No-frills cars powered a 19 percent surge in Renault's quarterly sales, even as France's No.2 carmaker kept own-brand incentives in check at about 2,350 euros per vehicle.

London-based analyst Arndt Ellinghorst believes European discounting pressures are about to ease, pointing to a 5 percent pickup in German used-car prices in March.

"While used car prices might not be a perfect yardstick for new car pricing, we believe it has predictive value," the ISI Group automotive specialist said.

General Motors' Opel division and Ford both slashed more than 3,500 euros off each vehicle on average, while increasing quarterly deliveries.
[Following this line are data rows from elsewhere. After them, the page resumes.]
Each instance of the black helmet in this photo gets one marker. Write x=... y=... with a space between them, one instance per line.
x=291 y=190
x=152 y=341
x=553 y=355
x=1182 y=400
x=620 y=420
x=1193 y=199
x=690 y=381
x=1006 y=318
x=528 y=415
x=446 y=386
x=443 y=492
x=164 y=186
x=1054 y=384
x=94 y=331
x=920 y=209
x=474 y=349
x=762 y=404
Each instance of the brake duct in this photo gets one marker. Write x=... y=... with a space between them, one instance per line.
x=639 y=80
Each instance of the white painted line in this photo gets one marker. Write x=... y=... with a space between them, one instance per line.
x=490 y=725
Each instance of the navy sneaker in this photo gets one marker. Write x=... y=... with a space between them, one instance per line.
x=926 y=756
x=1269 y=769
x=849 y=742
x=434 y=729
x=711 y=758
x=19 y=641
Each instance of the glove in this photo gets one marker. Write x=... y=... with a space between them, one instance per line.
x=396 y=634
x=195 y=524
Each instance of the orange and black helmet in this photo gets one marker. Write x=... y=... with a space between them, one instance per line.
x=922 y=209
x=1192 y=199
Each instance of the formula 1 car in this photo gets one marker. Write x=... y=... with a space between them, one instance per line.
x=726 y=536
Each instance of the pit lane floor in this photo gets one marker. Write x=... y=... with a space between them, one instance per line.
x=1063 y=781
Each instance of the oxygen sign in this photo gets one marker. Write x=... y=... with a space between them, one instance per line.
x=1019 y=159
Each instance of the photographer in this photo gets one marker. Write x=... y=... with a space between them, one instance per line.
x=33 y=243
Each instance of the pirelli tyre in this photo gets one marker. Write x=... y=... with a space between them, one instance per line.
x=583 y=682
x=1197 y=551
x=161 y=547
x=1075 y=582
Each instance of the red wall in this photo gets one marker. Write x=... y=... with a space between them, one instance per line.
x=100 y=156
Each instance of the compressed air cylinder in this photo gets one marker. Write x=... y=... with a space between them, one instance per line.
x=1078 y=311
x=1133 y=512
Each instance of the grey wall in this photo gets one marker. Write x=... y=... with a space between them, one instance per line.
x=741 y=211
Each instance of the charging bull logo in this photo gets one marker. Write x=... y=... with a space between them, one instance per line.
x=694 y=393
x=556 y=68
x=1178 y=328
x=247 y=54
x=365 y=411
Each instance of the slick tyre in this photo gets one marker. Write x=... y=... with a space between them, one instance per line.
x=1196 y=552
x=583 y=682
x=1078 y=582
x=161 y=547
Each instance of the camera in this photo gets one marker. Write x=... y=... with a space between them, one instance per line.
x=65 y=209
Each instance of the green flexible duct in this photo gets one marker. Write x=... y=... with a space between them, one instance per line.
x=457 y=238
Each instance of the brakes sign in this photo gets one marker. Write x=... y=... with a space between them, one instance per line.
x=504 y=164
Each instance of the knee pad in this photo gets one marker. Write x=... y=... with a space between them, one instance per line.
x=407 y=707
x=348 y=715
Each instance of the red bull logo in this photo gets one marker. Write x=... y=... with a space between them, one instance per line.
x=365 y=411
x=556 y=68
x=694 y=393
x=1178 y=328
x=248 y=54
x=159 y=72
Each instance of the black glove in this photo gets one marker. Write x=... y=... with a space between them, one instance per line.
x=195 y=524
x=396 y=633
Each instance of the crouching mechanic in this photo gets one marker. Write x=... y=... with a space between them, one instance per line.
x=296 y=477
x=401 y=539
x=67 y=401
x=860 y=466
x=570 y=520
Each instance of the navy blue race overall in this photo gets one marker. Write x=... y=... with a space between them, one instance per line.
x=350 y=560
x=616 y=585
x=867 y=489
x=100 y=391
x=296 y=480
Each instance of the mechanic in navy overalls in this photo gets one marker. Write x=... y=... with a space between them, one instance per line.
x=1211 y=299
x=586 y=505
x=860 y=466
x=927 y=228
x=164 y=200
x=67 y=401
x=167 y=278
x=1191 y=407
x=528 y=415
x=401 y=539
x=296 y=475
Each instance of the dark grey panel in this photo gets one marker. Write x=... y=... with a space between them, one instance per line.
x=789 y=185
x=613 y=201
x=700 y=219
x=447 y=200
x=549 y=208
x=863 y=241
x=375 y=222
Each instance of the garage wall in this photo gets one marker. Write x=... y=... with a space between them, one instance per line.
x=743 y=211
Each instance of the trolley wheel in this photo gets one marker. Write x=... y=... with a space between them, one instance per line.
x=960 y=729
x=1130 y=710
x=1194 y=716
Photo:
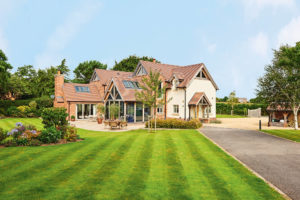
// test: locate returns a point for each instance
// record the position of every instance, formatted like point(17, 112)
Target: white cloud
point(259, 44)
point(253, 8)
point(65, 33)
point(289, 34)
Ford's European sales grew 14 percent in March and 12.1 percent for the quarter - more than twice the rate at GM, hampered by the Chevrolet brand's withdrawal from the region.

Another German online retailer, Neuwagen Experten Nord, is offering the Ford Fiesta small car for 7,960 euros in its Ambiente version, or about a third off list price.

Besides recording the sharpest increase in retail discounts, Europe's largest auto market showed other worrying signs.

According to consulting firm Dataforce, a full 30 percent of German registrations were demonstration vehicles - registered by manufacturers to their own dealers and sold as nearly new, often at a loss.

By comparison, such 'self-registrations' accounted for less than 9 percent of sales in Britain and 14 percent in France.

"Discounts and self-registrations are anticipated to decline only gradually as economic fundamentals improve and normal levels of demand set in," Ernst & Young's Fuss said.